There was a mirror affixed to the wall above a basin in the bedchamber. When he looked into it, he did not perceive the man who looked back, and it didn’t matter.
The Woman in White.
A Tale of Two Cities.
The Cloister and the Hearth.
He started to dwell on the structure of the narratives. In a remote region of his mind, it finally occurred to him that his own story was currently suspended.
The walls started to press in.
Claustrophobia squeezed memories out of him. He resisted and clung to the false serenity his cell offered, but his period of grace was fast eroding, and he became increasingly disturbed and agitated. Recollections of his entrapment in a six-armed metal prison haunted him.
How did I escape? How am I now in my own body?

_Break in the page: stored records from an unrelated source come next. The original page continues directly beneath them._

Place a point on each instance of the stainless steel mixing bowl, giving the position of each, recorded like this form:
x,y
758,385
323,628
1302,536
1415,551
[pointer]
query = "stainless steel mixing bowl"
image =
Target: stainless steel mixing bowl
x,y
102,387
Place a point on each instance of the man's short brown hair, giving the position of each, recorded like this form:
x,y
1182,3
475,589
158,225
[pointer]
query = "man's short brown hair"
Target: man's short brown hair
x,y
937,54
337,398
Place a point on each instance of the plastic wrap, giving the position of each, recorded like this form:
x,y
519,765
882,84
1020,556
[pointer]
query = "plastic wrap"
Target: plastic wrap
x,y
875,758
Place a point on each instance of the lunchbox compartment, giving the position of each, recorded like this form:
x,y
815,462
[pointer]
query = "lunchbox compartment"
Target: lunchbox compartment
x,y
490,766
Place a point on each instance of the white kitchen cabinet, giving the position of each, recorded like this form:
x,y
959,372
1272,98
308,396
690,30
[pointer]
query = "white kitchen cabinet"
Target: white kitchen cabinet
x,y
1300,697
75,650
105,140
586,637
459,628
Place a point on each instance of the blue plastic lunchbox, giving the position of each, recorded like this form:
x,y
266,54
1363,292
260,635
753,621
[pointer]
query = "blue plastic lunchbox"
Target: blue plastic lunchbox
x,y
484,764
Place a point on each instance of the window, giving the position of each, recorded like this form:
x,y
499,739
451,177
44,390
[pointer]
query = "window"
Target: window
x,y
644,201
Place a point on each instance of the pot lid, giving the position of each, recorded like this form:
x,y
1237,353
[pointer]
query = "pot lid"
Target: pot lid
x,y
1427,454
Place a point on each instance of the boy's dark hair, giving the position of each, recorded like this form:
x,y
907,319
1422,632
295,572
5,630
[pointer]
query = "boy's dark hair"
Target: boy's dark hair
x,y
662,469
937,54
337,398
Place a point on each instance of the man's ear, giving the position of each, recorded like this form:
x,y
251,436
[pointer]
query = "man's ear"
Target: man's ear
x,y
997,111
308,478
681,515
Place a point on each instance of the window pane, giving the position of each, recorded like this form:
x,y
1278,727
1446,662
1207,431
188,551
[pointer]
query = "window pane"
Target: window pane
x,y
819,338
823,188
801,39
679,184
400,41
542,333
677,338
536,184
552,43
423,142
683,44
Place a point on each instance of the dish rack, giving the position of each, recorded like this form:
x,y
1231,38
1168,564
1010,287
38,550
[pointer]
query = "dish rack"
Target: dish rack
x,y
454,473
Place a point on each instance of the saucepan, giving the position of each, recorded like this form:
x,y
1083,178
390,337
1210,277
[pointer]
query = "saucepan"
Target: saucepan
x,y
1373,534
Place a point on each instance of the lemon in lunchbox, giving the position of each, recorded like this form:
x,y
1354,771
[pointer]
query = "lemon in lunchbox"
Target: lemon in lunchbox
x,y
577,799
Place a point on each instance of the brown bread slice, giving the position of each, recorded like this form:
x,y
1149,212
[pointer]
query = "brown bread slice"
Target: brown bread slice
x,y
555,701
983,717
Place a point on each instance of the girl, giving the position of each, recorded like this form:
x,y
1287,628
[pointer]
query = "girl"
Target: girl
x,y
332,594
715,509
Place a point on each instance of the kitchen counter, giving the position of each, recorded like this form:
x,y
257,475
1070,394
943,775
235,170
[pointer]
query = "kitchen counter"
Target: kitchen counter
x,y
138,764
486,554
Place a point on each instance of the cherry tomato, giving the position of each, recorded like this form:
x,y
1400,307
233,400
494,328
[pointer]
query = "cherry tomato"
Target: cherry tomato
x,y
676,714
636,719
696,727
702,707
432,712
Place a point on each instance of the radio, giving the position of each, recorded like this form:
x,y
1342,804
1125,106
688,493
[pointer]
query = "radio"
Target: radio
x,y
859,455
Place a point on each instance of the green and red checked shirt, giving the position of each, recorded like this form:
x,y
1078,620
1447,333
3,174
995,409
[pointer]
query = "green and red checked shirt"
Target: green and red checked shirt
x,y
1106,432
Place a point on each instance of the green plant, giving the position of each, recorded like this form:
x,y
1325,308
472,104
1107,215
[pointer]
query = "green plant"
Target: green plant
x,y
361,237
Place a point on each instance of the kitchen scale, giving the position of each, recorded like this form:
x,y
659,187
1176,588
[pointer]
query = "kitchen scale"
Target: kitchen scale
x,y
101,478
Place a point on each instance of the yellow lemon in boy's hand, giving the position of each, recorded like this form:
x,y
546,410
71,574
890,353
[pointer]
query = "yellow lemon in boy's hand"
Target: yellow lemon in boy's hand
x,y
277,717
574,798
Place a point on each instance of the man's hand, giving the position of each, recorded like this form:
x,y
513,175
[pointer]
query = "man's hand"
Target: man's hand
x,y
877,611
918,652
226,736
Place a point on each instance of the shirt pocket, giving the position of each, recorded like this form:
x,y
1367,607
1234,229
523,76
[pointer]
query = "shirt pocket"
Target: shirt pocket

That his brother—that anyone—would willingly condemn themselves to such a confinement was inconceivable to him. Immortality, maybe, but also an everlasting torture. Besides—
He held up a hand and flexed his fingers, watching the skin crease and the muscle at the base of his thumb bulge.
One must age. It is a part of living. With the waxing then waning of vitality there comes a developing understanding of what it means to be human. A reassessment of values. A constantly renewing appreciation of the various elements of being. I could not lose such pliancy. Were my body permanent then surely my very essence would become fixed in place, too. These automated aristocrats will calcify. Their appreciation of life will dwindle and so will whatever little measure of decency and morals they possess. Inevitably, any ability to empathise will be lost. That will make them dangerous. Very dangerous indeed.